For these typical conditions, all voltages and currents are either
in-phase or 180 degrees out of phase at the match point (x), which
makes a power analysis the most simple analysis of all.

that should read "For these specific conditions", those conditions are
hardly 'typical', they are a very exactly contrived example which makes it
easy to compare powers. thus making the proper analysis of currents or
voltages seem unnecessary. taking simple cases like this and improperly
generalizing them is what leads to the worst mis-conceptions and circular
arguments in this group.

On Sun, 23 May 2004 17:18:52 GMT, "Henry Kolesnik"
wrote:

OK, if we shine a flashlight at a mirror the light bounces back and what
ever is caught by the reflector will be reflected.
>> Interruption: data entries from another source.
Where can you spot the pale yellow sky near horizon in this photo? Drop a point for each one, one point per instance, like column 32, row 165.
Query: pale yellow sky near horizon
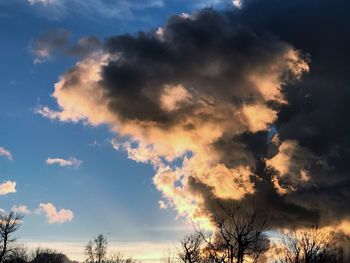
column 144, row 251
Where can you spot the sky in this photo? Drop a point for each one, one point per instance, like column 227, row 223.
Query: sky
column 89, row 187
column 134, row 118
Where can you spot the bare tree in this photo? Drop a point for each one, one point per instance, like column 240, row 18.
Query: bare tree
column 9, row 223
column 239, row 233
column 89, row 252
column 45, row 255
column 96, row 249
column 309, row 245
column 119, row 258
column 191, row 248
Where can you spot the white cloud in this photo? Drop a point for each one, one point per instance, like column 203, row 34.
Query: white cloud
column 64, row 162
column 162, row 204
column 7, row 187
column 6, row 153
column 22, row 209
column 53, row 216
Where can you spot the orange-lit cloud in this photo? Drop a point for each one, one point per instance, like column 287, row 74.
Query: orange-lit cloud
column 7, row 187
column 176, row 122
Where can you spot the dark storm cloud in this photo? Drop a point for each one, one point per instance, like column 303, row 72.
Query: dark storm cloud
column 206, row 53
column 316, row 113
column 225, row 87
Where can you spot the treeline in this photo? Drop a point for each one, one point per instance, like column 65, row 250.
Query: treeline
column 238, row 234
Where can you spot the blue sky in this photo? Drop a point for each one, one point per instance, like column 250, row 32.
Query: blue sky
column 105, row 192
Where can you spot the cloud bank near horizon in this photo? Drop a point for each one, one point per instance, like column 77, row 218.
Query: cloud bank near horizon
column 228, row 106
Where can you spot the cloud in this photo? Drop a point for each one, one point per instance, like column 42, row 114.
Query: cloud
column 57, row 41
column 44, row 2
column 101, row 9
column 6, row 153
column 7, row 187
column 63, row 162
column 53, row 216
column 22, row 209
column 186, row 103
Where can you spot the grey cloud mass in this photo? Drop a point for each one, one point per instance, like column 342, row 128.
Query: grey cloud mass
column 253, row 102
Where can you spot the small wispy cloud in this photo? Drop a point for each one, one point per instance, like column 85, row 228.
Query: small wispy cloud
column 57, row 42
column 44, row 2
column 90, row 8
column 7, row 187
column 22, row 209
column 6, row 153
column 64, row 162
column 53, row 216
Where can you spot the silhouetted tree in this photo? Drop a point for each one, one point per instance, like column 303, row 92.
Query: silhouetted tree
column 239, row 232
column 96, row 249
column 41, row 255
column 9, row 223
column 119, row 258
column 309, row 245
column 191, row 246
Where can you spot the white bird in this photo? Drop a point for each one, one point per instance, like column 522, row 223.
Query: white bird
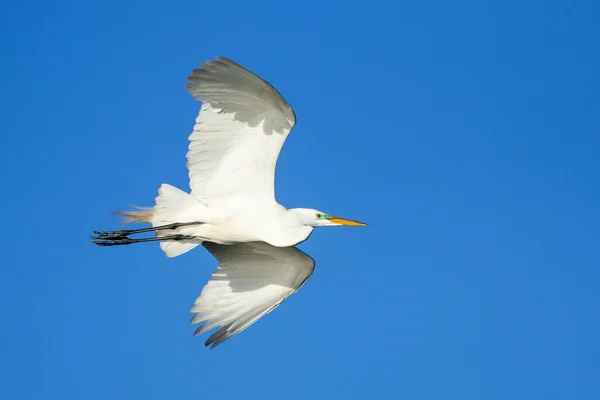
column 239, row 132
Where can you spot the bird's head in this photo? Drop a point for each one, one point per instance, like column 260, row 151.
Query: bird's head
column 314, row 218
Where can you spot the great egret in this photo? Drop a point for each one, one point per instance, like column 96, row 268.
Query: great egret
column 239, row 132
column 242, row 126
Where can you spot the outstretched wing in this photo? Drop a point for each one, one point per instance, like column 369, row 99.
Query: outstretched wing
column 252, row 279
column 242, row 126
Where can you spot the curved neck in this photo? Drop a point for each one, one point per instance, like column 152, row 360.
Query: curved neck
column 291, row 229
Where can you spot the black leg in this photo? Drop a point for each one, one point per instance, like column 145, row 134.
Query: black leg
column 116, row 241
column 126, row 232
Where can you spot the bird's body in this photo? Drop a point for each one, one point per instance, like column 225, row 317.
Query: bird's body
column 240, row 130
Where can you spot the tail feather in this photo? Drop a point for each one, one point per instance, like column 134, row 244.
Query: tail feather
column 172, row 205
column 143, row 215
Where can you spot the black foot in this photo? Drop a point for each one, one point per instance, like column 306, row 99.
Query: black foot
column 126, row 232
column 121, row 240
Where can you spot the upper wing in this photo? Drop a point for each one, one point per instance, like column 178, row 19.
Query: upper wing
column 242, row 125
column 252, row 279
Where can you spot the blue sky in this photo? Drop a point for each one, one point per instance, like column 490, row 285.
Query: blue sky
column 466, row 133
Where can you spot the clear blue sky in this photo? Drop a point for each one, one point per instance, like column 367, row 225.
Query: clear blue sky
column 466, row 133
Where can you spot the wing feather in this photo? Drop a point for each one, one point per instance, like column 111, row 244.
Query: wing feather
column 252, row 280
column 240, row 130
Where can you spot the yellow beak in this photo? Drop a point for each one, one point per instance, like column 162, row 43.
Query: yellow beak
column 348, row 222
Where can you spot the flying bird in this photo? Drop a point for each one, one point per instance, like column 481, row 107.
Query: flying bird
column 231, row 209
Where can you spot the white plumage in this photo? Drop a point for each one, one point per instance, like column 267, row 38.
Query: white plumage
column 233, row 151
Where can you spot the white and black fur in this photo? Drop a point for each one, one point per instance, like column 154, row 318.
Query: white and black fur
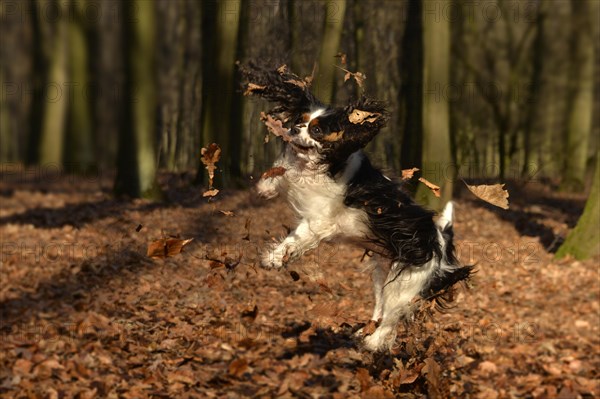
column 336, row 193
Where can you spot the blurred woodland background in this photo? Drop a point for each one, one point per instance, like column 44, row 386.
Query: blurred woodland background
column 498, row 89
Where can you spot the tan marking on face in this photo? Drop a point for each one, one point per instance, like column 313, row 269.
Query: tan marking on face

Take away the reflector
and the reflection just keeps going. If someone can tell me what the hot
filament does perhaps I can understand what happens in the finals, or
whatever.
tnx
Hank WD5JFR

Hi Hank,

Well I see in correspondence following this as "replies," that they
are far from satisfactory. All part of the arcana that precedes the
convolutions of math you would have had to endure.

The abandonment of this lead is simply a matter of Cecil's lack of
experience in the metaphor of light.

To answer your question above. Removing the reflector is unnecessary
as it is part of the initial condition and has nothing to do with it
serving as the correlative to a tuner that you want to remove from the
argument (which is a perfectly acceptable imposition of conditions).

Your question also goes to the heart of the matter. We begin with a
hot filament which emits radiation (and yes, no reflector is required
so we will skip that as one of your conditions). The amount of
radiation is directly correlated to the amount of heat. This will
simplify matters, but in the end it will yield a failure of metaphors
(which always occur if you cannot bridge the logic).

The radiation strikes a reflection (immaterial whether complete or
partial) and that portion which returns, impinges upon the filament,
the source. The filament absorbs the power, which in turn raises its
temperature (everyday experience proves the heat of such radiation).
This will, in turn, cause a higher radiation (given the quid-pro-quo
of heat and radiation). In a sense, this means the reflected power is
re-radiated. The confirmation of this is that if you achieved full
reflection, you then define total insulation of the radiation (no heat
escapes) and temperature rises accordingly, and this may lead to
catastrophic failure of the filament (a very bright illumination if
you could see it, and consequent fusing current - electric kilns use
this principle but tolerate the current by under rating the source).
You can imagine the correlative to transmitter failure for the same
conditions.

The failure of the metaphor? RF is not heat (common light is) and the
return of power to be rendered into heat does not result in a higher
RF output.

I will anticipate the sophomore's comments that RF reflections do not
become heat, in and of itself:

The returned power (either through wave mechanics or lumped circuitry)
must result in either a higher potential across the source, or a
higher current through it. Elevated potentials yield the everyday
experience of an arc (heat). Elevated currents yield the everyday
experience of current density through the same element (much like the
filament of our metaphor - heat). One failure mode comes with the
peak power snap, followed by the muttering of "Oh ****!" Or it comes
through the more progressive thermal runaway, followed by the
muttering of "what's that funny smell?"

73's
Richard Clark, KB7QHC